Steps to add dependencies:

  1. In the top-right corner of the Flow App editor, click the hamburger menu () and navigate to Projects > Project Settings.

  2. Select the Dependencies tab on the left.

  3. You will see a list of installed node packages. If a package is installed in your Flow App instance but not yet linked to the Git project, you will see a button labeled add to project next to it.

  4. Click add to project for every essential node package your flow relies upon.

(For example: If the package iconik-nodes requires clicking "add to project", ensure you click it, whereas successfully added nodes like frame-io-nodes will no longer display the button).

image-20260428-145836.png

Why is this important?
When you click add to project, the Flow App writes that package and its specific version number directly into the project's package.json file.

  • The next time you push your changes to Git, that updated package.json travels with the commit.

  • When a secondary workspace securely PULLs that Git repository, the GitOps plugin will read that package.json, detect the exact version requirement, and safely update the node.

If you fail to add the dependency to your Project Settings:

  • The package will not be recorded in Git.

  • When a downstream workspace PULLs the flow, the GitOps plugin has no instruction manual on how to install the node.

  • The nodes may appear "broken" (dotted outlines) as unknown node types on the receiving end.

Note

The GitOps plugin does feature an advanced fallback mechanism that tries to guess the package name from a system catalog if it's missing from package.json.
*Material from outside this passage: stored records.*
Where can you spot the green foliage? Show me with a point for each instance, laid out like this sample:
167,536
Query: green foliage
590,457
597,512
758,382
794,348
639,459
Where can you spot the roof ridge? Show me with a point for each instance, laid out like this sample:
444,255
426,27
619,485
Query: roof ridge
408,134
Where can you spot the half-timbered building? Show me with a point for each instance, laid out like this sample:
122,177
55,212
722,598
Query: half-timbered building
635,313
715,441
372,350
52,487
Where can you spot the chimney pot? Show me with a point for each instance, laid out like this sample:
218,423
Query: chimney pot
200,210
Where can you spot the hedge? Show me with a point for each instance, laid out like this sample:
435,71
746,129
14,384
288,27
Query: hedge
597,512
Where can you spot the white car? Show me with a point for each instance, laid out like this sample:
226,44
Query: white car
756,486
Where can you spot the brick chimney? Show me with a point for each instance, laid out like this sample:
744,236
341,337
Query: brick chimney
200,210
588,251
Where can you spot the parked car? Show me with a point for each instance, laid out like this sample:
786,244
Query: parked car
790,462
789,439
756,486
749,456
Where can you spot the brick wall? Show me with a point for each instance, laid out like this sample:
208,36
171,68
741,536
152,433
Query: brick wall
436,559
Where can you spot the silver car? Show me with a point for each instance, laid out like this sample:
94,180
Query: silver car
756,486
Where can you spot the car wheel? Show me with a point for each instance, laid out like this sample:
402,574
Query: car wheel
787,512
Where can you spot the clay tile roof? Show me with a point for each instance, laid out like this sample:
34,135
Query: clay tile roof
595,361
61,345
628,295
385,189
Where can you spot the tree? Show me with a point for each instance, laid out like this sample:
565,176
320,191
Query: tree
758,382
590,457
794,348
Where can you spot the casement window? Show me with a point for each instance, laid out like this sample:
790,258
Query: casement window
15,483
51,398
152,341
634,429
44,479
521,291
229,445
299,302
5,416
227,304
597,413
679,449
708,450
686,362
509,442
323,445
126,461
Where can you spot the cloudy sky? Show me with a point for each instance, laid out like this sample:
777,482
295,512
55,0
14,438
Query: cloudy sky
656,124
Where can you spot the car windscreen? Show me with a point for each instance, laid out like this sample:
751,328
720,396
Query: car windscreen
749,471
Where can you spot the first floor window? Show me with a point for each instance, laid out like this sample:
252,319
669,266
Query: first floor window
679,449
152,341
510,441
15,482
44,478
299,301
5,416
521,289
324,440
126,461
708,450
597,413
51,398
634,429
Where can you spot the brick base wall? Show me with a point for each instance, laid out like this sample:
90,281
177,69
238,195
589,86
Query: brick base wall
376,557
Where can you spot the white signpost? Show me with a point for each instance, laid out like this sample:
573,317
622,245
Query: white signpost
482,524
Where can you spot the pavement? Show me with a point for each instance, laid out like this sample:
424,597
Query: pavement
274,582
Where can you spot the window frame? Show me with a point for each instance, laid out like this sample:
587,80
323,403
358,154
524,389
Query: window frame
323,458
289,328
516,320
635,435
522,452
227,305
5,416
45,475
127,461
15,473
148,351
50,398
However, explicitly defining the dependency in the Project Settings is the only 100% reliable way to guarantee the correct node version is recovered.

Troubleshooting and FAQ

Q: I get a "Protocol Mismatch" warning on my Repository URL.
A: If you select SSH, your URL should look like git@domain:user/repo.git. If you select HTTPS, it must start with http:// or https://. Ensure the dropdown matches your repository URL.

Q: The save button is disabled, or a field has a red border.
A: This means the value you have entered is not valid. For example, your authentication secret path might be incorrect. Ensure you are using the proper global.SECRETS.your_path_here format and that the referenced secret actually exists in your environment.

Q: My flows aren't updating, and the status shows "behind".
A: If you are in PULL mode and the plugin sees new remote commits but hasn't applied them, verify that Sync is not paused. You can also click Force Pull to instruct the plugin to fetch them immediately. If an error persists, check the Status Card reason (which will highlight the error in red with an API code or message).